Industria automovilística europea frente a China: amenazas y oportunidades en el horizonte

Con las elecciones europeas a la vuelta de la esquina, la atención se centra en los posibles cambios en la legislación que podrían afectar a una de las industrias más económicas vitales del Viejo Continente, la industria automovilística. En particular, el enfoque está en las políticas de proteccionismo comercial que podrían implementarse para proteger la industria automovilística europea de su contraparte en China.

En los últimos años, China se ha convertido en un actor dominante en la industria automovilística global, siendo el mayor mercado, productor y exportador de vehículos del mundo. Con una capacidad de fabricación anual que alcanzó los 30 millones de vehículos en 2023 y que se espera aumente a 45 millones, China está en una posición inigualable para dominar la cadena de valor de la industria, especialmente en lo que respecta a la fabricación de baterías para vehículos eléctricos.

Ante este escenario, la Comisión Europea lanzó una investigación en octubre pasado sobre los fabricantes de automóviles chinos. El objetivo de la investigación era determinar si estos fabricantes habían recibido ayudas gubernamentales que les daban una ventaja competitiva injusta. Los resultados preliminares de esta investigación, que podrían tener implicaciones significativas para las estrategias comerciales de las marcas europeas, se esperaban para hoy. Sin embargo, ahora se han retrasado hasta después de las elecciones europeas, que se celebrarán el próximo domingo 9.

Tensiones comerciales y oportunidades de colaboración

En medio de esta incertidumbre, las tensiones comerciales entre China y Europa han ido aumentando. China ha amenazado con aumentar sus tasas fronterizas hasta un 25% para los motores de gran cubicaje, un aumento significativo del actual 15%. Este cambio sería especialmente perjudicial para los fabricantes alemanes, que realizan una gran parte de su negocio en China.

Sin embargo, no todo son malas noticias. Recientemente, el Ministro de Comercio chino, Wang Wentao, visitó Madrid para participar en la Comisión Económica e Industrial Hispano-China, un foro bilateral diseñado para fortalecer las relaciones entre ambos países. Durante esta reunión, Wentao y los ministros españoles de Economía e Industria, Carlos Cuerpo y Jordi Hereu, acordaron establecer un ‘Mecanismo permanente de cooperación y diálogo’ para explorar oportunidades de colaboración y resolver problemas.

En un contexto de creciente preocupación por el cambio climático, Wentao subrayó la importancia de unir esfuerzos para luchar contra esta amenaza global.
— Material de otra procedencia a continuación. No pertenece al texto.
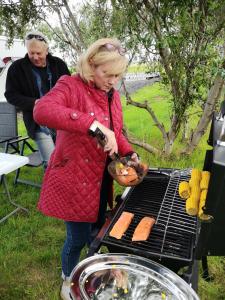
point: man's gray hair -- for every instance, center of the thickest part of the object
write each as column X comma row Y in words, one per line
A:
column 36, row 35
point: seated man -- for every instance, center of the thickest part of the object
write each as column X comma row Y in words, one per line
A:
column 28, row 79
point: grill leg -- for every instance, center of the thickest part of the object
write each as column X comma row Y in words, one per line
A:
column 191, row 275
column 205, row 268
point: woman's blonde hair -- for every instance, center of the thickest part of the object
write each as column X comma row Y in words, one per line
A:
column 107, row 50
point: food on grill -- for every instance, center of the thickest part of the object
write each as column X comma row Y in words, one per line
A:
column 192, row 202
column 205, row 180
column 201, row 213
column 192, row 206
column 184, row 190
column 143, row 229
column 195, row 192
column 121, row 225
column 196, row 175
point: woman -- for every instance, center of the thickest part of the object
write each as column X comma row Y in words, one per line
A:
column 77, row 185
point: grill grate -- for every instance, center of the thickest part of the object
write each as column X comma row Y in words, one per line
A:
column 173, row 235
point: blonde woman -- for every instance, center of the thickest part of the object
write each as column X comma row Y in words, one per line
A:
column 77, row 185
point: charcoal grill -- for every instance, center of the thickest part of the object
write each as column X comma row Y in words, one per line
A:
column 173, row 236
column 177, row 240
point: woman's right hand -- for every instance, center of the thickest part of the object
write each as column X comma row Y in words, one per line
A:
column 111, row 144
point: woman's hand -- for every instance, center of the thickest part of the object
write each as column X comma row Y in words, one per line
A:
column 134, row 157
column 111, row 144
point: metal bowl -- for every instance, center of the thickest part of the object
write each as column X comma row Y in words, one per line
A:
column 127, row 178
column 126, row 277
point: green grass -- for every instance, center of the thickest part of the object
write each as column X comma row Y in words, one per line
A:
column 30, row 245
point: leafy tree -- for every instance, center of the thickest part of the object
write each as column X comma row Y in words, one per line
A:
column 184, row 35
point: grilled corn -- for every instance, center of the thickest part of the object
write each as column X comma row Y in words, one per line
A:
column 191, row 206
column 205, row 180
column 196, row 175
column 184, row 190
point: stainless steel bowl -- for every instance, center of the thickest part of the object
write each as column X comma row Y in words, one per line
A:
column 124, row 276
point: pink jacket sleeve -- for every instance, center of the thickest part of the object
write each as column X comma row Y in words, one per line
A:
column 54, row 109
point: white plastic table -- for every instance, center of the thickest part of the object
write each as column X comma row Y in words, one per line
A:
column 8, row 164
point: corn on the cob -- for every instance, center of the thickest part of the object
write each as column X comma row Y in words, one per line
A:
column 192, row 202
column 196, row 175
column 192, row 206
column 195, row 192
column 201, row 214
column 184, row 190
column 205, row 180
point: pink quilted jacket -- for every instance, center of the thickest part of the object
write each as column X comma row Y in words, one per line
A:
column 72, row 182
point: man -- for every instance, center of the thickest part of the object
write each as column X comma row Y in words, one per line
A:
column 28, row 79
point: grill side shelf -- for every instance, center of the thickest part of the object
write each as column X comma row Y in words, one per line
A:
column 172, row 216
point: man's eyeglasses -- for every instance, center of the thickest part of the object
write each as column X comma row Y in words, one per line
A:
column 36, row 36
column 111, row 47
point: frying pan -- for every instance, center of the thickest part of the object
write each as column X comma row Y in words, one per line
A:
column 125, row 171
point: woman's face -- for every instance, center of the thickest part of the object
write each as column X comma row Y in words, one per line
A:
column 103, row 79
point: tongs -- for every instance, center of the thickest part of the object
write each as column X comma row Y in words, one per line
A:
column 101, row 138
column 139, row 169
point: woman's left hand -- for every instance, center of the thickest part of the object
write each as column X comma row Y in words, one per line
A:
column 134, row 157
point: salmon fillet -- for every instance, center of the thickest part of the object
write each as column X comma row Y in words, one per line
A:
column 143, row 229
column 121, row 225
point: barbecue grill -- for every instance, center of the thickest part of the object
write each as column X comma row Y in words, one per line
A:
column 173, row 236
column 176, row 239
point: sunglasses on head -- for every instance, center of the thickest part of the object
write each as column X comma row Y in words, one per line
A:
column 111, row 47
column 36, row 36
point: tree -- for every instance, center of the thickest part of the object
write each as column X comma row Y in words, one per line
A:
column 185, row 35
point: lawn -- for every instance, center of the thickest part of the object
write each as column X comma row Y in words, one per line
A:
column 30, row 245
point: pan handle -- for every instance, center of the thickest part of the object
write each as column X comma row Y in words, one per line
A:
column 102, row 140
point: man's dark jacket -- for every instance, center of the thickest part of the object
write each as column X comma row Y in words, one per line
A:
column 22, row 89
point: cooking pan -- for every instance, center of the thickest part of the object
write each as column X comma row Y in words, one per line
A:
column 125, row 171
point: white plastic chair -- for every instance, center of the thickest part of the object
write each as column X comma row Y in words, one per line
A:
column 8, row 164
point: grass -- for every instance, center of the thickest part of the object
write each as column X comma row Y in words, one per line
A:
column 30, row 245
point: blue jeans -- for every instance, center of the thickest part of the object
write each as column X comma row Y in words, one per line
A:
column 45, row 145
column 80, row 234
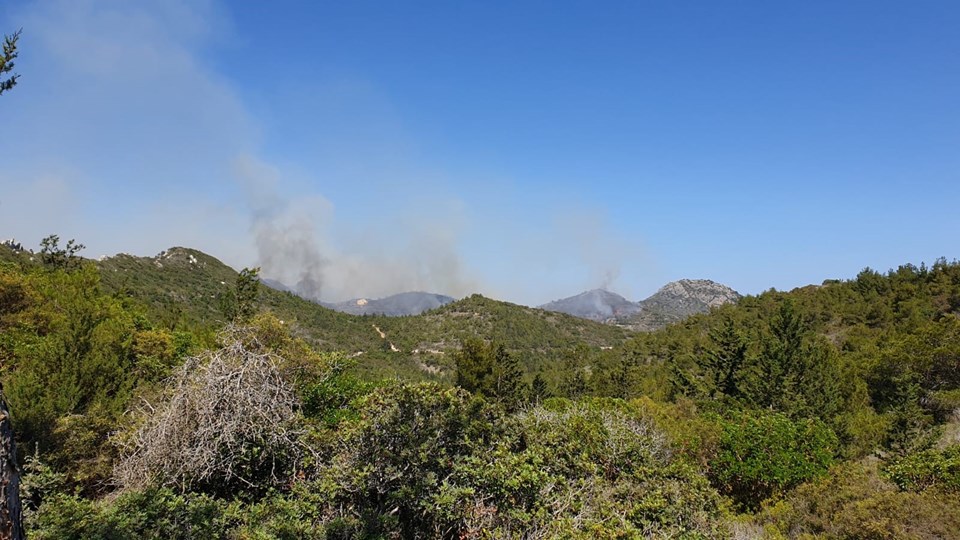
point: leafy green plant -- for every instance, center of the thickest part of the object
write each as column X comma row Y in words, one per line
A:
column 762, row 454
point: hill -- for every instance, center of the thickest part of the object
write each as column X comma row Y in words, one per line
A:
column 397, row 305
column 678, row 300
column 186, row 288
column 597, row 305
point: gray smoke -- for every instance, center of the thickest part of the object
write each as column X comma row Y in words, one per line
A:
column 294, row 246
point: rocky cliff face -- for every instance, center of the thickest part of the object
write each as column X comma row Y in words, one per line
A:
column 673, row 302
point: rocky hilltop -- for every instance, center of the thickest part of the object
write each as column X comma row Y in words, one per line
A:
column 673, row 302
column 678, row 300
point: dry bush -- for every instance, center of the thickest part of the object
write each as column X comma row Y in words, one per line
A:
column 229, row 420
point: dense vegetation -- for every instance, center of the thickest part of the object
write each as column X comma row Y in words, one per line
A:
column 206, row 406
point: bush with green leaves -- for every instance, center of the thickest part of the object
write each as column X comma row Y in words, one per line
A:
column 762, row 454
column 155, row 514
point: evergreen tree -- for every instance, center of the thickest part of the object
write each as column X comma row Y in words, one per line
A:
column 6, row 61
column 539, row 389
column 510, row 388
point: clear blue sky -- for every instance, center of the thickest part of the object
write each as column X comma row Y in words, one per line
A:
column 526, row 150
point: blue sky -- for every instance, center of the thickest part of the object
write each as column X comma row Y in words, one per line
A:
column 525, row 150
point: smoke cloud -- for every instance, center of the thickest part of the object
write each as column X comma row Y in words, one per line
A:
column 370, row 218
column 296, row 245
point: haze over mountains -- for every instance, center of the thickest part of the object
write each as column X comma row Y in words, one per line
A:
column 673, row 302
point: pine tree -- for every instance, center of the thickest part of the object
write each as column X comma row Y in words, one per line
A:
column 6, row 61
column 539, row 390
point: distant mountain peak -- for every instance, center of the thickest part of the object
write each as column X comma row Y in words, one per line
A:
column 671, row 303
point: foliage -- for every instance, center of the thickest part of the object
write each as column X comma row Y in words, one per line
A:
column 140, row 515
column 229, row 421
column 6, row 61
column 53, row 256
column 853, row 501
column 932, row 468
column 763, row 454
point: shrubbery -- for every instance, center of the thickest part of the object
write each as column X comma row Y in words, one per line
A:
column 763, row 454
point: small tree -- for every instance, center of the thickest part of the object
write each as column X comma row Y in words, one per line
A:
column 248, row 293
column 6, row 62
column 11, row 527
column 57, row 258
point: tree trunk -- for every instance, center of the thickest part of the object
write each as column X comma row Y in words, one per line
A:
column 11, row 526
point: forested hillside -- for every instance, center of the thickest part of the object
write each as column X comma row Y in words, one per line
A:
column 203, row 405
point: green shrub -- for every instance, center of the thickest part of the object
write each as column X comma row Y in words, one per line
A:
column 145, row 515
column 855, row 502
column 762, row 454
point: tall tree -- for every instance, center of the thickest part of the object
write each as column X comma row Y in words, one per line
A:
column 6, row 62
column 11, row 525
column 725, row 360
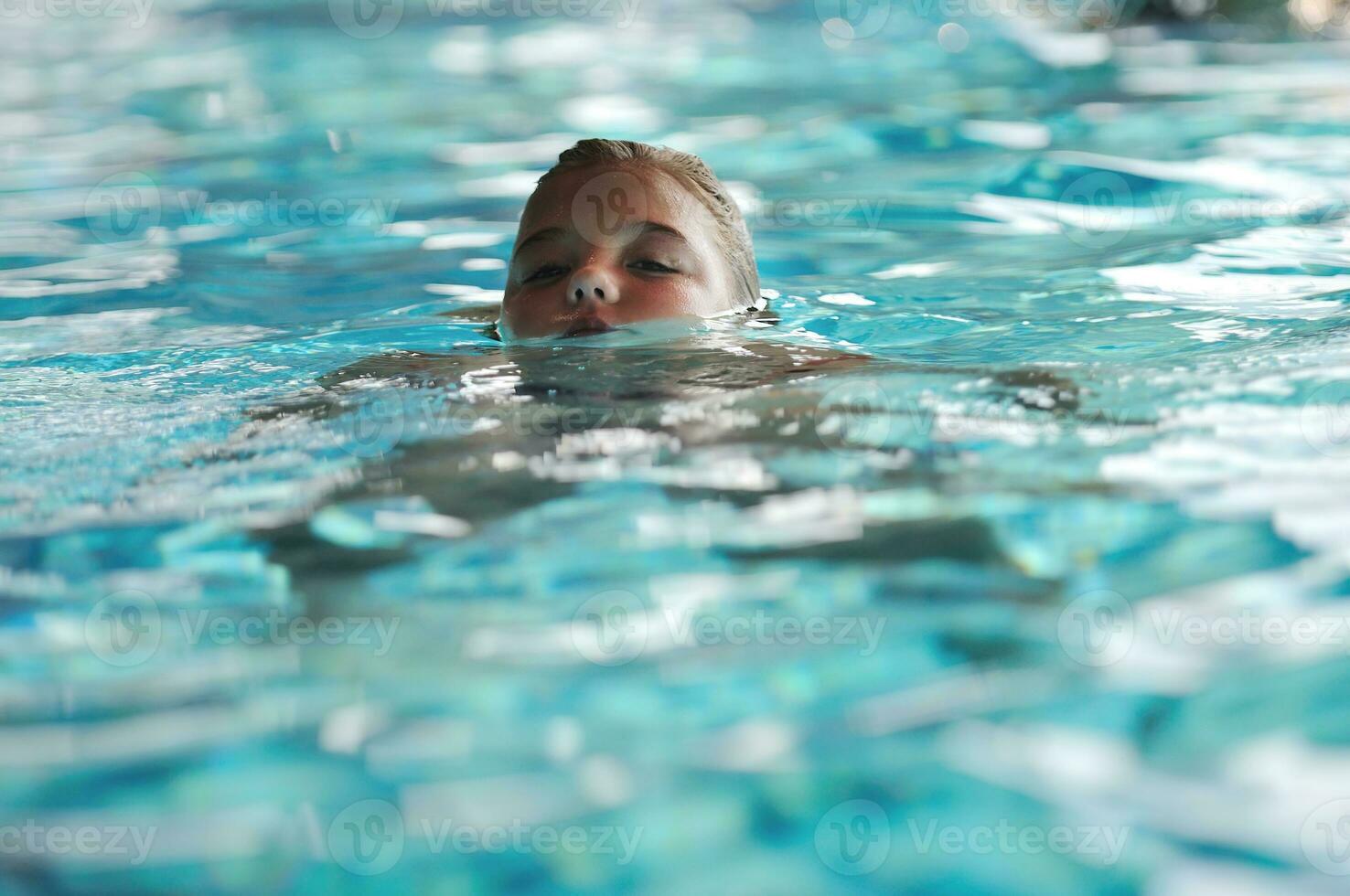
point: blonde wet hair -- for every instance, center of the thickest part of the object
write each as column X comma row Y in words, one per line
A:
column 734, row 238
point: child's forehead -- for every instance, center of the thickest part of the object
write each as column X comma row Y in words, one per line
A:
column 584, row 197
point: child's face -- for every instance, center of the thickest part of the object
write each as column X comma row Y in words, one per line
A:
column 601, row 246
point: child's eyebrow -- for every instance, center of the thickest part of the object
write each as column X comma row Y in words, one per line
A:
column 647, row 227
column 654, row 227
column 548, row 232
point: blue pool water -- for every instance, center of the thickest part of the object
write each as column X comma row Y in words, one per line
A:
column 1007, row 552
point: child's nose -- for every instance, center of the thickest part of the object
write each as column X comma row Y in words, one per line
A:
column 593, row 285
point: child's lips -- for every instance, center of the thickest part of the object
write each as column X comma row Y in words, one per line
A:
column 587, row 326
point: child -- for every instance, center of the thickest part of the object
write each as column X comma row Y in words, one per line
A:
column 620, row 232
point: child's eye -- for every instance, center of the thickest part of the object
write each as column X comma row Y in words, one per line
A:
column 546, row 272
column 657, row 267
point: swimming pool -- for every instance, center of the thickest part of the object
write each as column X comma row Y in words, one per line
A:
column 311, row 584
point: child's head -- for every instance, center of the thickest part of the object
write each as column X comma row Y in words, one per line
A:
column 620, row 232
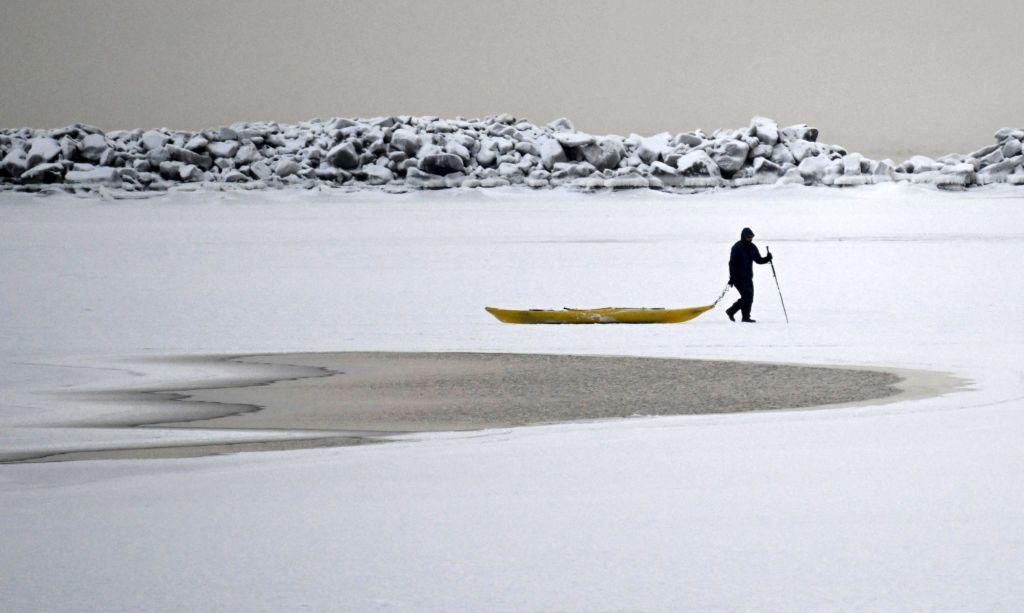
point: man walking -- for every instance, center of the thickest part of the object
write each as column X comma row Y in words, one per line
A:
column 741, row 259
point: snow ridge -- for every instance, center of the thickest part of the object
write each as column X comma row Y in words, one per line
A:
column 402, row 152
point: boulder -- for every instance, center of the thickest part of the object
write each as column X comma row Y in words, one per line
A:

Para China, parece que España podría ser un aliado valioso en la lucha contra lo que considera una medida «proteccionista» de Bruselas.

En consonancia con este espíritu de colaboración, Wentao señaló que China está dispuesta a aumentar la cooperación, el comercio y los acuerdos bilaterales con España. Como ejemplo de esta cooperación, el grupo de automoción chino Chery adquirió la fábrica de Zona Franca en Barcelona para convertirla en uno de sus principales centros de exportación, con el objetivo de fabricar 150.000 vehículos en 2029.

En relación a esto, varios fabricantes de automóviles han expresado su preocupación por el aumento de las tensiones comerciales con China. En un evento organizado por Bloomberg, el ex CEO del Grupo Volkswagen, Herbert Diess, advirtió que cualquier escalada del conflicto sólo retrasaría la transición global hacia la descarbonización.

En 2023, el Grupo Volkswagen entregó 3,2 millones de vehículos en China, incluyendo las importaciones de sus lucrativas marcas Porsche y Bentley, y obtuvo un resultado operativo (Ebit) de 7.139 millones de euros.

En definitiva, el escenario que se perfila para la industria automovilística europea es complejo y lleno de desafíos, pero también de oportunidades. Cómo se manejen estas tensiones y oportunidades en los próximos años será clave para el futuro de la industria.